2 avril 2022

 

En voyant sa mère et, à côté d’elle, le disciple qu’il aimait, Jésus dit à sa mère: Voici ton fils. Puis il dit au disciple: Voici ta mère. A partir de ce moment-là, le disciple la prit chez lui. Évangile selon Jean, chap. 19, 26 + 27

 

Chers lecteurs !

 

chaque guerre, chaque acte de violence, chaque mensonge est un coup porté à la sainte face de Dieu. Dieu est amour. Dieu veut l'amour du prochain. Jésus-Christ est la vérité. Il veut la paix. Les commandements de Dieu sont des chemins vers la vie.

 

Celui qui m’a vu, a vu le Père" dit Jésus-Christ (Évangile de Jean, chap. 14, 8).  Sur la croix du Golgotha est suspendu le Fils de Dieu humilié et frappé à coups de poing. Voir le Christ sur la croix, c'est voir Dieu. C'est voir celui qui aime chaque être humain sans condition. Qui vous aime aussi, vous et moi. "Dieu est amour ; et celui qui demeure dans l'amour demeure en Dieu et Dieu en lui", nous dit Jean (1ère épître de Jean, chap. 4, 16).

 

"L'amour est l'élément de Dieu. Celui qui lui appartient doit vivre dans l'amour, comme il est amour" (Roland Werner). Vivre dans cet amour n'est pas compatible avec la haine et la violence envers ses semblables. Celui qui hait et tue ses semblables se moque de Dieu.

 

Même en mourant, Jésus-Christ montre son amour. Il est et reste le Dieu d'amour même en mourant sur la croix. Il sait ce que ressent sa mère. Il voit son cœur. Il connaît sa souffrance. Sur la croix, il crée quelque chose de tout à fait nouveau : il se soucie de sa mère et lui donne un nouveau foyer. Elle vivra à l'avenir avec son disciple Jean. Jean s'occupera d'elle. Chez lui, elle trouvera un foyer. Chez lui, elle aura un foyer.

 

Jésus s'adresse à sa mère en utilisant le mot "femme". Il ne dit pas "mère". Il est ainsi clair qu'il n'appartient pas à sa mère comme nous, chers lecteurs, appartenons à nos mères. Il est le Fils de Dieu et accomplit la volonté de son Père céleste. Et pourtant, il réconforte sa mère biologique. Il voit ce dont elle a besoin et ce dont Jean a besoin. Leurs cœurs blessés ont besoin de réconfort. Cette consolation est la plus forte lorsqu'elle peut s'épanouir dans l'amour envers son prochain. Celui qui veut consoler prend la responsabilité de celui qui a besoin de consolation. Celui qui veut consoler n'a pas besoin de faire de grandes déclarations.
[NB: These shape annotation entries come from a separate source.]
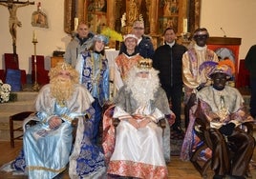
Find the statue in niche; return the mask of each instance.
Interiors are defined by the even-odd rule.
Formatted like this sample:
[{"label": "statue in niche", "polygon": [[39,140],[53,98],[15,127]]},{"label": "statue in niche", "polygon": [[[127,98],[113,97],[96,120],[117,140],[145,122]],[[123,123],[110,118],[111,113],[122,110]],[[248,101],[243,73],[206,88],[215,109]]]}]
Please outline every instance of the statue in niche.
[{"label": "statue in niche", "polygon": [[129,4],[128,21],[133,24],[139,17],[139,9],[136,0],[131,0]]},{"label": "statue in niche", "polygon": [[41,10],[41,3],[37,4],[37,10],[32,12],[32,25],[39,28],[49,28],[47,15]]}]

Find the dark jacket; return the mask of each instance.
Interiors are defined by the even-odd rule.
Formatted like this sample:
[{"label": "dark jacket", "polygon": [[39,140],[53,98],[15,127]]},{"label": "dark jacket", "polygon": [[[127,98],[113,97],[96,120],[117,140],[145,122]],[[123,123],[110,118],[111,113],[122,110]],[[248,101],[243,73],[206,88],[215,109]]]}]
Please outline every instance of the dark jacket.
[{"label": "dark jacket", "polygon": [[177,43],[159,47],[153,56],[153,67],[160,70],[161,84],[167,86],[182,84],[182,55],[187,49]]},{"label": "dark jacket", "polygon": [[249,70],[251,79],[256,80],[256,45],[251,46],[245,56],[245,68]]}]

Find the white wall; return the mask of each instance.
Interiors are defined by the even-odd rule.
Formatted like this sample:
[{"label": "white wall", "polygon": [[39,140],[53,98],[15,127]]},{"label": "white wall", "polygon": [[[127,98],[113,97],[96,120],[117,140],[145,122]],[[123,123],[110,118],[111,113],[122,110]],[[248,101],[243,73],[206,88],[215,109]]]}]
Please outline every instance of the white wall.
[{"label": "white wall", "polygon": [[[25,1],[25,0],[24,0]],[[17,17],[23,27],[17,29],[17,53],[20,69],[31,73],[29,59],[33,54],[32,43],[32,30],[38,38],[37,54],[47,57],[47,69],[50,57],[57,47],[65,50],[71,37],[64,32],[64,0],[40,0],[42,10],[48,15],[49,29],[32,27],[32,13],[35,5],[18,9]],[[256,44],[256,1],[255,0],[202,0],[201,27],[205,27],[211,36],[224,36],[223,28],[228,37],[241,37],[240,59],[245,57],[248,48]],[[3,54],[12,52],[11,36],[9,32],[9,11],[0,6],[0,69],[3,69]]]},{"label": "white wall", "polygon": [[210,36],[242,38],[239,59],[244,59],[251,45],[256,44],[255,0],[202,0],[201,27]]}]

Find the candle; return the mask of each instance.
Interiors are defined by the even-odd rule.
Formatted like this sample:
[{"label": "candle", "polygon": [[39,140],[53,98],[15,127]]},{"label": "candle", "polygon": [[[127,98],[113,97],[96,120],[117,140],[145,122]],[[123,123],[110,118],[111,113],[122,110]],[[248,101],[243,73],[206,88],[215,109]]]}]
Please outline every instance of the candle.
[{"label": "candle", "polygon": [[77,18],[77,17],[75,17],[74,22],[75,22],[75,26],[74,26],[74,28],[75,28],[75,30],[77,30],[77,28],[78,28],[78,23],[79,23],[78,18]]},{"label": "candle", "polygon": [[187,32],[187,18],[183,19],[183,33]]},{"label": "candle", "polygon": [[35,30],[32,31],[32,41],[37,41],[37,36]]}]

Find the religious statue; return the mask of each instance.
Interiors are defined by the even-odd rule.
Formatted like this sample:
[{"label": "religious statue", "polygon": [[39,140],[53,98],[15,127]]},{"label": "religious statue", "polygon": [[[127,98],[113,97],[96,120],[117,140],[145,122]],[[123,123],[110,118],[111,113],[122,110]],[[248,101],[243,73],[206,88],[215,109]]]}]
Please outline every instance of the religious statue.
[{"label": "religious statue", "polygon": [[19,1],[13,1],[13,0],[7,0],[7,1],[0,1],[0,5],[7,7],[10,17],[9,17],[9,29],[10,33],[12,37],[12,46],[13,46],[13,53],[16,53],[16,39],[17,39],[17,27],[21,27],[22,24],[17,18],[17,10],[18,8],[33,5],[34,2],[19,2]]},{"label": "religious statue", "polygon": [[139,10],[136,0],[131,0],[129,4],[128,20],[130,24],[133,24],[139,16]]}]

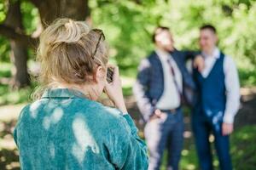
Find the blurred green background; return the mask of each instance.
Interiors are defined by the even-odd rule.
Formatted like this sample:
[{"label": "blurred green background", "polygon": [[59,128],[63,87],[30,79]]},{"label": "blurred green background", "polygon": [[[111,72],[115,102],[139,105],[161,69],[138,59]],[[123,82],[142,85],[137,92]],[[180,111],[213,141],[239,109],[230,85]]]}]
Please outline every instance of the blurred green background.
[{"label": "blurred green background", "polygon": [[[0,110],[5,105],[13,108],[30,102],[30,94],[37,85],[34,76],[32,76],[28,86],[20,86],[15,82],[15,74],[20,71],[15,71],[15,58],[12,56],[11,42],[15,38],[8,35],[4,30],[5,26],[12,25],[9,21],[9,24],[6,22],[10,4],[19,4],[22,25],[19,28],[22,31],[13,27],[14,32],[33,37],[45,26],[44,23],[42,26],[44,10],[38,8],[41,2],[44,1],[0,0]],[[54,5],[57,1],[45,2]],[[65,1],[59,2],[64,3]],[[84,3],[87,7],[84,20],[87,16],[92,27],[101,28],[105,33],[109,44],[110,62],[119,66],[126,98],[132,94],[131,87],[140,60],[154,49],[151,34],[160,25],[171,28],[178,49],[193,50],[198,49],[199,27],[203,24],[215,26],[219,48],[236,60],[241,87],[251,89],[256,86],[256,1],[84,0]],[[79,12],[78,9],[77,13]],[[61,11],[56,17],[61,16],[69,15]],[[27,47],[28,72],[33,75],[32,72],[37,70],[35,50],[31,48],[33,46]],[[255,109],[256,105],[252,110]],[[10,109],[7,112],[11,111]],[[3,138],[0,139],[0,169],[19,169],[17,154],[14,154],[16,149],[9,151],[1,145],[1,141],[9,138],[6,135],[11,133],[13,126],[14,122],[10,119],[1,119],[0,116],[0,137]],[[255,128],[255,125],[241,126],[231,138],[231,152],[236,169],[256,168]],[[193,139],[188,139],[185,142],[181,163],[182,169],[198,169]],[[218,167],[216,158],[214,165]]]}]

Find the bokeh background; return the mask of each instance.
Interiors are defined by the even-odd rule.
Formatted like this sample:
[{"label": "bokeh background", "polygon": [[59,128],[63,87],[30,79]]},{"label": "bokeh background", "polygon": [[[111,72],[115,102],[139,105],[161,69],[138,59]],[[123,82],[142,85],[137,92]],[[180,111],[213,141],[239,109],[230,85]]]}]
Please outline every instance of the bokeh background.
[{"label": "bokeh background", "polygon": [[[60,17],[86,20],[103,30],[110,62],[120,69],[126,104],[136,122],[140,113],[131,88],[140,60],[154,49],[151,33],[156,26],[171,28],[177,48],[193,50],[199,48],[199,27],[215,26],[219,48],[235,60],[241,85],[241,106],[230,138],[234,167],[256,169],[254,0],[0,0],[0,169],[20,169],[12,131],[37,86],[38,36]],[[198,169],[189,110],[185,116],[181,169]],[[143,125],[137,125],[143,137]],[[215,156],[216,169],[218,165]]]}]

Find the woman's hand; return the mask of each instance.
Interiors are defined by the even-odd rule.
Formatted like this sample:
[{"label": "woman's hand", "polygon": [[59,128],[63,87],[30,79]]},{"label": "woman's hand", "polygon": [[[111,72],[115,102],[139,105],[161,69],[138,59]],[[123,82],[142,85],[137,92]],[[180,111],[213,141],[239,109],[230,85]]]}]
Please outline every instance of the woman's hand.
[{"label": "woman's hand", "polygon": [[194,65],[194,68],[197,68],[198,71],[200,72],[201,72],[205,68],[205,60],[204,60],[204,58],[201,54],[196,55],[195,60],[194,60],[193,65]]},{"label": "woman's hand", "polygon": [[109,83],[106,81],[107,82],[104,88],[105,93],[119,110],[120,110],[123,113],[127,113],[119,68],[117,66],[110,67],[113,68],[113,82]]}]

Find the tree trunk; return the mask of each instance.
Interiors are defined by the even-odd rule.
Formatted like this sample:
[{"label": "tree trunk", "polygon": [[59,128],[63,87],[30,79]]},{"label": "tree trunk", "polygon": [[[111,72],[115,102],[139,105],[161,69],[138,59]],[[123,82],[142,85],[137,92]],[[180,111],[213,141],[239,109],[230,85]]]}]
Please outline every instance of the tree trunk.
[{"label": "tree trunk", "polygon": [[85,20],[90,15],[88,0],[31,0],[31,2],[38,8],[44,27],[57,18]]},{"label": "tree trunk", "polygon": [[[23,30],[22,18],[20,12],[20,2],[9,1],[9,11],[5,20],[5,25],[10,26],[15,30]],[[15,88],[23,88],[30,84],[29,75],[27,72],[27,48],[26,45],[20,42],[12,39],[11,44],[11,60],[15,65],[15,81],[14,86]]]}]

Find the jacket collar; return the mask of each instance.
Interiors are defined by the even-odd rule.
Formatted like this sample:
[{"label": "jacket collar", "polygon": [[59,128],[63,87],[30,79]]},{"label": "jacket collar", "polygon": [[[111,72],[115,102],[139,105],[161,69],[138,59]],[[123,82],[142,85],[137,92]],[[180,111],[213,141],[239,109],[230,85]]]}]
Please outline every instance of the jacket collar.
[{"label": "jacket collar", "polygon": [[80,91],[71,88],[48,88],[44,91],[43,98],[86,98]]}]

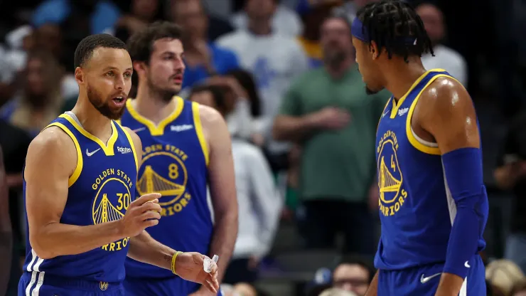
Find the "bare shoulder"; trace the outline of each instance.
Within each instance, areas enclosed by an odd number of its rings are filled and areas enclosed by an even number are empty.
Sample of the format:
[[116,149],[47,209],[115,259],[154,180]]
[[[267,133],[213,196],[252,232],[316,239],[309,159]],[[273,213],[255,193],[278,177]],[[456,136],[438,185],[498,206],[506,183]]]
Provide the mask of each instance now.
[[454,120],[457,116],[475,115],[475,107],[468,91],[459,82],[449,77],[438,78],[426,88],[420,96],[417,108],[420,118],[432,117]]
[[430,134],[442,154],[480,147],[475,106],[466,88],[453,78],[436,78],[424,90],[414,117],[415,130]]
[[[60,162],[59,162],[60,160]],[[50,127],[31,141],[26,159],[26,174],[32,168],[41,169],[53,163],[60,163],[71,174],[77,165],[77,147],[72,138],[61,128]]]

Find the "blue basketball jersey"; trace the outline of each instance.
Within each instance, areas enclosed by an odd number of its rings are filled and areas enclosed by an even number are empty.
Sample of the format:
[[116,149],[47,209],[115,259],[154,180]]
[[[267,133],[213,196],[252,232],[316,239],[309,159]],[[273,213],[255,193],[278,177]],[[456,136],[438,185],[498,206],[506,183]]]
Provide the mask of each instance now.
[[[124,216],[135,194],[137,159],[132,138],[112,121],[113,132],[104,144],[85,130],[70,114],[63,114],[47,127],[60,128],[77,149],[77,166],[69,179],[68,201],[60,223],[85,226],[118,220]],[[26,186],[24,181],[24,201]],[[45,273],[103,282],[119,282],[124,279],[129,238],[81,254],[42,259],[31,248],[29,231],[28,227],[23,269],[33,277],[40,272],[42,278]],[[36,280],[32,279],[33,282],[33,280]]]
[[[431,70],[397,102],[392,97],[378,123],[382,234],[375,258],[377,268],[399,270],[446,260],[455,201],[447,187],[438,145],[419,138],[411,127],[420,95],[440,77],[451,78],[444,70]],[[485,246],[481,233],[478,250]]]
[[[137,194],[160,193],[159,223],[148,228],[156,240],[177,250],[208,254],[213,222],[207,202],[208,152],[199,117],[199,105],[179,97],[176,110],[156,125],[132,106],[121,124],[142,142]],[[129,258],[127,276],[172,278],[170,270]]]

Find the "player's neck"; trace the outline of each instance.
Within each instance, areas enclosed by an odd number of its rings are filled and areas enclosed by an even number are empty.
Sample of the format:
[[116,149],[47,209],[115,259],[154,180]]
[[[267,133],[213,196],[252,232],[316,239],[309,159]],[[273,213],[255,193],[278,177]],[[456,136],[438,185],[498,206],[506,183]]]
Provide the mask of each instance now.
[[90,102],[87,97],[79,96],[73,109],[71,110],[77,117],[80,125],[86,132],[97,137],[103,142],[112,134],[112,120],[102,115]]
[[166,100],[161,97],[161,94],[141,86],[139,85],[137,88],[137,95],[131,102],[133,108],[141,116],[157,124],[176,110],[177,100]]
[[409,60],[405,63],[393,63],[392,66],[384,70],[384,76],[387,82],[385,88],[394,96],[394,99],[403,97],[411,88],[417,80],[426,72],[422,63]]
Consoler signifie souvent assumer une tâche concrète. Cela signifie aider dans le besoin. C'est ce que Jean comprend. Il accueille Marie chez lui et prend soin d'elle comme de sa propre mère. Voilà à quoi ressemble l'amour. - Ces jours-ci, nous voyons des millions de personnes fuir la mort et la misère. Aider ces femmes et ces enfants est une consolation.

 

L’amour est fort comme la mort” (Le plus beau des chants, composé par Salomon 8,6). L'eau ne peut pas éteindre le feu de l'amour et les rivières d'eau ne peuvent pas le noyer. Nous, les chrétiens, nous partageons la foi, l'espérance et la charité. Parmi ceux-ci, l'amour pour Dieu et pour nos semblables est le plus grand (1 Corinthiens 13, 13). La mort change tout, elle détruit. Mais l'amour triomphe de tout. Il crée une nouvelle vie. Il crée l'avenir. Il guérit les relations. Il change le cœur. Il réconforte.

 

Je vous invite à la prière :

 

Jésus-Christ, nous te remercions pour ton amour infini. Nous te remercions parce que, par amour pour nous, tu as pris sur toi toutes les fautes sur la croix du Golgotha. Tu n'as pas répliqué quand on t'a frappé. Tu n'as jamais détruit, haï, assassiné. Tu as aimé jusqu'à la fin.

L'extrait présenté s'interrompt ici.